- Theatrical release poster
- Directed by: Kaneto Shindō
- Written by: Kaneto Shindō (screenplay) Guy de Maupassant (novel)
- Produced by: Kōzaburō Yoshimura; Katsuzô Shino;
- Starring: Nobuko Otowa
- Cinematography: Takeo Itō
- Edited by: Hidetoshi Kasama
- Music by: Akira Ifukube
- Production company: Kindai Eiga Kyōkai
- Distributed by: Shintoho
- Release date: 23 November 1953 (Japan);
- Running time: 136 minutes; 70 minutes;
- Country: Japan
- Language: Japanese

= Life of a Woman =

1953 Japanese film

Life of a Woman (女の一生, Onna no issho) is a 1953 Japanese drama film directed by Kaneto Shindō and starring Nobuko Otowa and Koreya Senda. It was written by Shindō based on Guy de Maupassant's 1883 novel Une vie.

==Plot==
Shortly after graduating from high school, Fujiko Shirakawa is married to Shintarō Yamazaki, whose parents run a lucrative restaurant. Fujiko soon finds out that not only her father-in-law has two mistresses, but that Shintarō has an affair with maid Yuki. Pregnant with Shintarō's child, Fujiko gives in to her parents' and parents-in-law's appeal to stay with her husband. When Yuki also turns out to be pregnant and is sent back to her parents, Fujiko manages to talk her parents-in-law into raising Yuki's son Jirō together with her own son Tarō in the Yamazaki household. Some time later, Shintarō dies, and with the outbreak of the Pacific War, Tarō and Jirō are mobilised.

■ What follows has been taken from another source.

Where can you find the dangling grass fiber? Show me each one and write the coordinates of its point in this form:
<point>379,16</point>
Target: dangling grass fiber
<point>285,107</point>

After the end of the war, Fujiko manages the still flourishing restaurant of the Yamazaki family. Her son Tarō, who has returned from the war while Jirō has gone missing, rapes one of the maids and disappears. Fujiko takes in the maid's child to raise it in her household.

==Cast==
- Nobuko Otowa as Fujiko Shirakawa
- Koreya Senda as Fujiko's father
- Jūkichi Uno as Masao, Fujiko's brother
- Akira Yamauchi as Shintarō Yamazaki
- Eitarō Shindō as Tokubei, Shintarō's father
- Haruko Sugimura as Tamae, Shintarō's mother
- Haruo Tanaka as Yoshihito Mizoguchi
- Tanie Kitabayashi as Tora, Yuki's mother
- Yuriko Hanabusa as Mitsue, Fujiko's mother
- Sumiko Hidaka as Yuki Kawakami
- Ranko Hanai as Harue
- Yukiko Todoroki as Hanayu
- Ichirō Sugai as Kichimatsu, Yuki's father
- Eijirō Tōno as Kyūzaemon
- Eijirō Yanagi as Hamamura
- Taiji Tonoyama as Tomekichi

==Reception==
Reviewing the film in their 1959 book The Japanese Film – Art & Industry, Donald Richie and Joseph L. Anderson saw a "strong evocation of the past", but faulted Shindō for going too far in the depiction of the story's "unpleasant aspects".